A chefia de gabinete, em reunião com a diretoria da Adusp em 10/9/19, comunicou que a CERT não aceitou essa proposta e manteve sua decisão, conforme consta do Parecer 1.225/2019, de 16/8/2019, assinado pelo presidente da comissão, Osvaldo Novais de Oliveira Jr. “Na análise dos aspectos relacionados às licenças-maternidades da docente, verificaram-se os indicadores de desempenho constantes no seu Currículo Lattes atualizado. Dessa análise concluiu-se que a docente continua não preenchendo os requisitos necessários para o RDIDP, estabelecidos no Estatuto do Docente, no que tange à produção de conhecimento. Não havendo fatos novos, a presidência da CERT não encontra argumento para reconsideração do parecer”, diz o documento.

“A decisão de desligamento do RDIDP é, portanto, mantida, recomendando-se mudança de regime para RTP, medida que deverá vigorar a partir da publicação do Ato respectivo”. A determinação perversa, que se aplicada resultaria, para além dos possíveis danos psíquicos e acadêmicos, numa redução salarial de 80%, é remetida então à Reitoria: “Isto posto, a Presidência eleva o assunto à consideração do Magnífico Reitor”.

Em 6/9/2019, antes mesmo da reunião da diretoria da Adusp com a chefia de gabinete, o reitor Vahan Agopyan decidiu acompanhar em parte a decisão da CERT, ratificando o desligamento da professora do RDIDP, mas enquadrando-a no Regime de Turno Completo (RTC) e não no RTP.

Ainda que o ato do reitor possa ser entendido como uma tentativa de suavizar os gravíssimos danos causados pela decisão da CERT, causa espanto o modus operandi das diversas instâncias da Universidade no tratamento desse caso.

De início, ao invés de buscar formas de respeitar as especificidades da condição da professora nos seus primeiros anos de USP, o ICMC as ignorou. As licenças-maternidade foram desrespeitadas, a professora sofreu toda sorte de pressões e seu trabalho foi constantemente desvalorizado. A CERT, de sua parte, igualmente desconhece essa realidade e — extrapolando suas atribuições — trata o caso sem considerar suas particularidades, mantendo sua lógica essencialmente produtivista e sua decisão de caráter punitivo.

Durante meses a diretoria da Adusp manteve tratativas com o gabinete da Reitoria procurando evidenciar a gravidade da situação e formulando uma proposta que, se aceita, poderia representar uma reparação do modo como todo o processo havia sido conduzido até então.
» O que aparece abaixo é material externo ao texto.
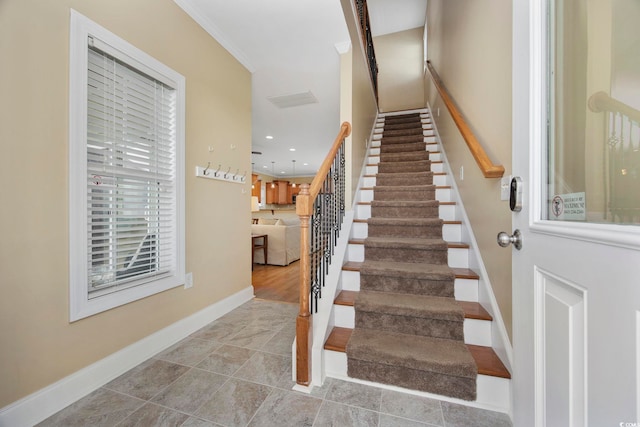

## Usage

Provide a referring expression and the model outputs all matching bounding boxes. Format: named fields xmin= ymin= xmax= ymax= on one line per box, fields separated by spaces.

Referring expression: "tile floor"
xmin=39 ymin=299 xmax=511 ymax=427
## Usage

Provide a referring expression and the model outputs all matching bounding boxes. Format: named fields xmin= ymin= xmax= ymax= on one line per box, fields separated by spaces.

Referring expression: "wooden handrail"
xmin=588 ymin=92 xmax=640 ymax=122
xmin=427 ymin=61 xmax=504 ymax=178
xmin=296 ymin=122 xmax=351 ymax=386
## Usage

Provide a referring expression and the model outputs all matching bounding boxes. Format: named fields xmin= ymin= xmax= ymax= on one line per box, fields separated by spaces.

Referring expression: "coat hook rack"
xmin=196 ymin=162 xmax=247 ymax=184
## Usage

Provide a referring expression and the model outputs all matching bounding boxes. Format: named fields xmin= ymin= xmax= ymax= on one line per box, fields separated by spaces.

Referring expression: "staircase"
xmin=324 ymin=111 xmax=510 ymax=411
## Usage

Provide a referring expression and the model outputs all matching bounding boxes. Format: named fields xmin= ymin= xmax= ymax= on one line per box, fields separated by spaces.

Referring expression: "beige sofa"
xmin=251 ymin=216 xmax=300 ymax=265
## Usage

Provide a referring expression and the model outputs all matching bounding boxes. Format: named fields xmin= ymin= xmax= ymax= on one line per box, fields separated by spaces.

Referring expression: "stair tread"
xmin=355 ymin=290 xmax=464 ymax=320
xmin=324 ymin=327 xmax=511 ymax=379
xmin=467 ymin=344 xmax=511 ymax=379
xmin=333 ymin=291 xmax=358 ymax=307
xmin=365 ymin=237 xmax=447 ymax=250
xmin=342 ymin=261 xmax=480 ymax=280
xmin=333 ymin=291 xmax=493 ymax=321
xmin=347 ymin=328 xmax=477 ymax=379
xmin=324 ymin=326 xmax=353 ymax=353
xmin=458 ymin=296 xmax=493 ymax=321
xmin=349 ymin=237 xmax=469 ymax=249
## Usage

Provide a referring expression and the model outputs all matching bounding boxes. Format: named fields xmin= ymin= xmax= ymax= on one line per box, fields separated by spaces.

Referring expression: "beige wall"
xmin=425 ymin=0 xmax=512 ymax=342
xmin=0 ymin=0 xmax=251 ymax=407
xmin=373 ymin=27 xmax=425 ymax=112
xmin=340 ymin=0 xmax=378 ymax=209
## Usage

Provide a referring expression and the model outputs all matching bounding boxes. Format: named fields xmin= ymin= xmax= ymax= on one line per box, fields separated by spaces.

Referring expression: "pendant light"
xmin=291 ymin=160 xmax=296 ymax=188
xmin=271 ymin=161 xmax=276 ymax=188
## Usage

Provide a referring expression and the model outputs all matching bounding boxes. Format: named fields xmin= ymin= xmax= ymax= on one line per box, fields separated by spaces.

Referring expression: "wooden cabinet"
xmin=287 ymin=184 xmax=300 ymax=203
xmin=265 ymin=182 xmax=278 ymax=205
xmin=266 ymin=181 xmax=293 ymax=205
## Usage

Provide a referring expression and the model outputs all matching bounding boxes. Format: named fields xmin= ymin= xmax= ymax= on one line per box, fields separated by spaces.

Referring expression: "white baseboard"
xmin=0 ymin=286 xmax=253 ymax=427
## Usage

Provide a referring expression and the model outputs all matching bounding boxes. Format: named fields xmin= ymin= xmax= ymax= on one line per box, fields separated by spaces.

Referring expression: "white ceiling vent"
xmin=267 ymin=91 xmax=318 ymax=108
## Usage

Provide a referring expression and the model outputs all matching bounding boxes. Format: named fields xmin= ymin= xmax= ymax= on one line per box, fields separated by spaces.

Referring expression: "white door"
xmin=505 ymin=0 xmax=640 ymax=427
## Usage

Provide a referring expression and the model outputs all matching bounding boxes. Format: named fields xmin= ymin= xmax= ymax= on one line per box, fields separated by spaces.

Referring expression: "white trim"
xmin=173 ymin=0 xmax=256 ymax=73
xmin=530 ymin=219 xmax=640 ymax=250
xmin=0 ymin=286 xmax=253 ymax=427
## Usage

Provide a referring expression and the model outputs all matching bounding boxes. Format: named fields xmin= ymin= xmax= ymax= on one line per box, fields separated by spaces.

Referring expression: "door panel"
xmin=535 ymin=269 xmax=587 ymax=427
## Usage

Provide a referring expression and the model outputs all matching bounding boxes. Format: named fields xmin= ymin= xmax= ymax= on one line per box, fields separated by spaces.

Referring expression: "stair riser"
xmin=340 ymin=271 xmax=478 ymax=302
xmin=383 ymin=128 xmax=422 ymax=137
xmin=369 ymin=206 xmax=440 ymax=218
xmin=436 ymin=188 xmax=451 ymax=202
xmin=350 ymin=217 xmax=462 ymax=242
xmin=379 ymin=142 xmax=427 ymax=154
xmin=456 ymin=273 xmax=479 ymax=302
xmin=340 ymin=271 xmax=478 ymax=302
xmin=373 ymin=186 xmax=437 ymax=200
xmin=358 ymin=274 xmax=455 ymax=298
xmin=355 ymin=311 xmax=464 ymax=341
xmin=384 ymin=120 xmax=423 ymax=131
xmin=380 ymin=152 xmax=431 ymax=164
xmin=382 ymin=136 xmax=424 ymax=145
xmin=372 ymin=160 xmax=431 ymax=175
xmin=370 ymin=136 xmax=438 ymax=147
xmin=374 ymin=172 xmax=433 ymax=187
xmin=364 ymin=245 xmax=447 ymax=264
xmin=368 ymin=223 xmax=442 ymax=239
xmin=448 ymin=248 xmax=469 ymax=268
xmin=356 ymin=245 xmax=469 ymax=268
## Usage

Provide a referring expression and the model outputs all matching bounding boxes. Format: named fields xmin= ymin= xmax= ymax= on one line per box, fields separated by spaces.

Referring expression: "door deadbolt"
xmin=498 ymin=230 xmax=522 ymax=250
xmin=509 ymin=176 xmax=522 ymax=212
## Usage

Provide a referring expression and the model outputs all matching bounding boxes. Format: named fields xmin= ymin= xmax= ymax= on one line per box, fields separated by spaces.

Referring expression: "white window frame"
xmin=69 ymin=10 xmax=186 ymax=322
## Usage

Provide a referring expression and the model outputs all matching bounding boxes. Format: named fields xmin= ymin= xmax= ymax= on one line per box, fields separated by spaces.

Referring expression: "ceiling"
xmin=174 ymin=0 xmax=427 ymax=178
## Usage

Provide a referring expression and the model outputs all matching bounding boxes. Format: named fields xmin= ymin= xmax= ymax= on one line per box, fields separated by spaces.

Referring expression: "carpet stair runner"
xmin=325 ymin=113 xmax=508 ymax=400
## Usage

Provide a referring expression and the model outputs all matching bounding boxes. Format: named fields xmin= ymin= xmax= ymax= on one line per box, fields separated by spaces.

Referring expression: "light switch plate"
xmin=500 ymin=175 xmax=512 ymax=200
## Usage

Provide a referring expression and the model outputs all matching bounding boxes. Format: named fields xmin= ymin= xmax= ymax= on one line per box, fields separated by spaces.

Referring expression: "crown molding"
xmin=334 ymin=40 xmax=351 ymax=55
xmin=173 ymin=0 xmax=256 ymax=73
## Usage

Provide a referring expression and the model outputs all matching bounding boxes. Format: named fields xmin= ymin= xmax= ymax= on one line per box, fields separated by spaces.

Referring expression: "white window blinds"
xmin=86 ymin=42 xmax=176 ymax=299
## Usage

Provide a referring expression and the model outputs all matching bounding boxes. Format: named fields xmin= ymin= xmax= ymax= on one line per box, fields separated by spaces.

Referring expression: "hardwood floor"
xmin=251 ymin=261 xmax=300 ymax=304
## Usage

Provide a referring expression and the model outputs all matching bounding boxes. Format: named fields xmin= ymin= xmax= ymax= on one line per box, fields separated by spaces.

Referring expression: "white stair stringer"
xmin=322 ymin=110 xmax=511 ymax=413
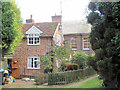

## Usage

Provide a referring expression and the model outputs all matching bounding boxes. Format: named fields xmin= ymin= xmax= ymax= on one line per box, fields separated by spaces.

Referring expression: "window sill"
xmin=28 ymin=44 xmax=40 ymax=46
xmin=83 ymin=48 xmax=90 ymax=51
xmin=27 ymin=68 xmax=40 ymax=70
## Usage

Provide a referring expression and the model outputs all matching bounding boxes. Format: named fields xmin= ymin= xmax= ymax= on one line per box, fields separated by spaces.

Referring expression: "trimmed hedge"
xmin=48 ymin=68 xmax=96 ymax=85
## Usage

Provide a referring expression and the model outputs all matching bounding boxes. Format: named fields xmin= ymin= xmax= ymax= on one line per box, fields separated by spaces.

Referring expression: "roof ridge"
xmin=24 ymin=21 xmax=58 ymax=25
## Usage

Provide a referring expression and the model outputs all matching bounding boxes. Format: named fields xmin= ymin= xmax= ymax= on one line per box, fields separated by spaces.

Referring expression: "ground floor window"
xmin=28 ymin=57 xmax=40 ymax=69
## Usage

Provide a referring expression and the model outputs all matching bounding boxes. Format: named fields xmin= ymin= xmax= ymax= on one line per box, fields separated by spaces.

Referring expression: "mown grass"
xmin=71 ymin=77 xmax=102 ymax=88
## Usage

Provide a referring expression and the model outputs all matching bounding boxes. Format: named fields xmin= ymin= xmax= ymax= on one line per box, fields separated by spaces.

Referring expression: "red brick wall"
xmin=14 ymin=24 xmax=63 ymax=75
xmin=14 ymin=38 xmax=51 ymax=75
xmin=64 ymin=34 xmax=94 ymax=55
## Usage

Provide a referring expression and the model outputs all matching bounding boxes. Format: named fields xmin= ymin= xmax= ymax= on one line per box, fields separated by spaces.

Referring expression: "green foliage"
xmin=72 ymin=77 xmax=103 ymax=89
xmin=87 ymin=2 xmax=120 ymax=88
xmin=35 ymin=73 xmax=48 ymax=85
xmin=71 ymin=51 xmax=88 ymax=69
xmin=48 ymin=68 xmax=96 ymax=85
xmin=2 ymin=2 xmax=23 ymax=55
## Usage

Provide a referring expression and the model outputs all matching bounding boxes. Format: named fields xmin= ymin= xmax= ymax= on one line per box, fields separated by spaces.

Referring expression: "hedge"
xmin=48 ymin=68 xmax=96 ymax=85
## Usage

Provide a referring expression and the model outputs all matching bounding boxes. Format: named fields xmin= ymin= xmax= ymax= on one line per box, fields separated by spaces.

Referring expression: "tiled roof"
xmin=23 ymin=22 xmax=58 ymax=37
xmin=62 ymin=21 xmax=91 ymax=35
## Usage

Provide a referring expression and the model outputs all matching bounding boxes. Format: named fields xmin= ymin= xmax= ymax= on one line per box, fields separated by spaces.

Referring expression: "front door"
xmin=12 ymin=58 xmax=20 ymax=78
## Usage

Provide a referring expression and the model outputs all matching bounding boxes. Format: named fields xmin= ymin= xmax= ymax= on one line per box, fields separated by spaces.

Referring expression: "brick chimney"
xmin=26 ymin=15 xmax=34 ymax=23
xmin=52 ymin=14 xmax=62 ymax=23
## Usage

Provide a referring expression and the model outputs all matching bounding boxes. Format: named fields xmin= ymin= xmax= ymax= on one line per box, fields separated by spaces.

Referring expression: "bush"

A CERT, no entanto, manteve-se irredutível, indicando não reconhecer de fato o direito de maternidade das docentes e, portanto, admitindo que uma professora tenha sua carreira prejudicada por sua condição de mulher. A CERT opõe assim a maternidade à atividade profissional. Se assim não fosse, como compreender o pronunciamento que consta do parecer acima transcrito?

Não teria sido importante, prudente e adequado que a proposta apresentada pela Adusp fosse objeto de discussão com a unidade e com o departamento? O diálogo não poderia trazer alternativas mais adequadas do que a mudança do regime de trabalho? Não ganharíamos todas e todos com um processo que apostasse no diálogo e principalmente que fizesse a Universidade avançar no tratamento das questões das mulheres? É importante avaliar aonde leva o caminho da intransigência e da violência institucional.